The pilot will cover 300 spaces in an outer-borough neighborhood with a busy commercial strip, reported the Post today. According to the official RFP for the project, that breaks down to 264 single-space meters and 57 spaces inside a municipal lot.

Under the pay-by-phone system, motorists would have to register their vehicles and credit cards online once before parking. They'd circle for an empty spot as normal and once they've parked, either call a posted telephone number, use a smartphone app or possibly send a text message to start the clock running. The technology would allow drivers to receive alerts when their time was about to expire and add more time to the meter, up to the legal limit, from wherever they are.

No matter what, this is a worthwhile technological upgrade to the city's on-street parking system. Having to lug around quarters, or even head back outside to feed the meter, is a hassle that isn't necessary in this day and age.

In an interview with Streetsblog last year, City Council Transportation Committee chair Jimmy Vacca told us he'd be very excited by a pay-by-phone system.

Pay-by-phone becomes really powerful, though, when paired with a broader suite of parking changes. That was DOT's vision in a request for expressions of interest it put out last September. There, pay-by-phone would have been integrated with sensors embedded in the road to enable dynamic pricing of parking based on demand and automatic enforcement of parking laws. The system would even have enabled the city to crack down on placard abuse by taking some discretion away from human ticketing agents.
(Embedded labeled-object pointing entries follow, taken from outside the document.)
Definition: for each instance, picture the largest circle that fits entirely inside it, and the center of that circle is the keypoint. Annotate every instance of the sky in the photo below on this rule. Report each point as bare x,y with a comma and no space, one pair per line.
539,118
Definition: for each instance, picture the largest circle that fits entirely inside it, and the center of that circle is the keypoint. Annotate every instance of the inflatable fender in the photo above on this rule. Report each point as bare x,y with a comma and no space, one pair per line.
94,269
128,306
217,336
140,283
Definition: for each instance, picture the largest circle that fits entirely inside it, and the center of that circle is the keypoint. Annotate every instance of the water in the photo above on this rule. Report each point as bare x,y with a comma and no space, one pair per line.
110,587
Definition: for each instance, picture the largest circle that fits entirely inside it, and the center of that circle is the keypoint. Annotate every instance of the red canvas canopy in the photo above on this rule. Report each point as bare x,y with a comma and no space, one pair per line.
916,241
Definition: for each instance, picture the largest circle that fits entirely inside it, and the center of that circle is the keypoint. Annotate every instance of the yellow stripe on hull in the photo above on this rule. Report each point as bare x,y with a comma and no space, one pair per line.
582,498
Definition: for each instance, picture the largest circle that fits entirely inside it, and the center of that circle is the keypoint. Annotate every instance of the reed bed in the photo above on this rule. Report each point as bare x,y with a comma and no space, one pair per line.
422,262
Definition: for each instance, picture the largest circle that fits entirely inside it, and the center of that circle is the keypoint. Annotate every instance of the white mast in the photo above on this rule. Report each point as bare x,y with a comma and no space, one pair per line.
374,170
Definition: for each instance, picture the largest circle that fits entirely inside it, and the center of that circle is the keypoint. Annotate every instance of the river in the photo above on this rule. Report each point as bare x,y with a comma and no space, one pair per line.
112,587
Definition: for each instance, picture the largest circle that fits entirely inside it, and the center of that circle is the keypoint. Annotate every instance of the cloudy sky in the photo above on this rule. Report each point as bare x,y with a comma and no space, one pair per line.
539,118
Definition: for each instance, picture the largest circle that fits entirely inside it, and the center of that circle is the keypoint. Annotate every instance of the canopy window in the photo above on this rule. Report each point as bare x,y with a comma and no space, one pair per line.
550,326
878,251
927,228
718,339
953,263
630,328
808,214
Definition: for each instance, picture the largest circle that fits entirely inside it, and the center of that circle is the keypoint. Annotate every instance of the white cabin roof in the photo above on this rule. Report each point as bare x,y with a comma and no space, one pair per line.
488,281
That integrated approach also how pay-by-phone is used abroad. In a January report on innovative parking policy in European cities put out by the Institute for Transportation and Development Policy, every single city used pay-by-phone as part of their toolkit.

The trick is that, politically, pay-by-phone can pave the way for other, less-popular innovations. "Pay-by-phone is also a good way to get political buy-in for introducing performance pricing," wrote ITDP in its report, "because it makes parking so much easier for drivers, who don’t need to look for coins or rush back to a meter when running late." People are willing to pay more if they get more, especially if the link is made clear. Pay-by-phone was an important part of San Francisco's pioneering SFPark system. American cities like Miami and Washington, D.C. are also embracing pay-by-phone. We're awaiting a response from DOT about whether pay-by-phone will eventually be part of a larger high-tech parking system for the city.

A small pilot like this one isn't the place to implement those wider-ranging changes -- right now, the goal is to make sure the technology works for the New York City context -- but it sets the stage for them. Keep an eye out.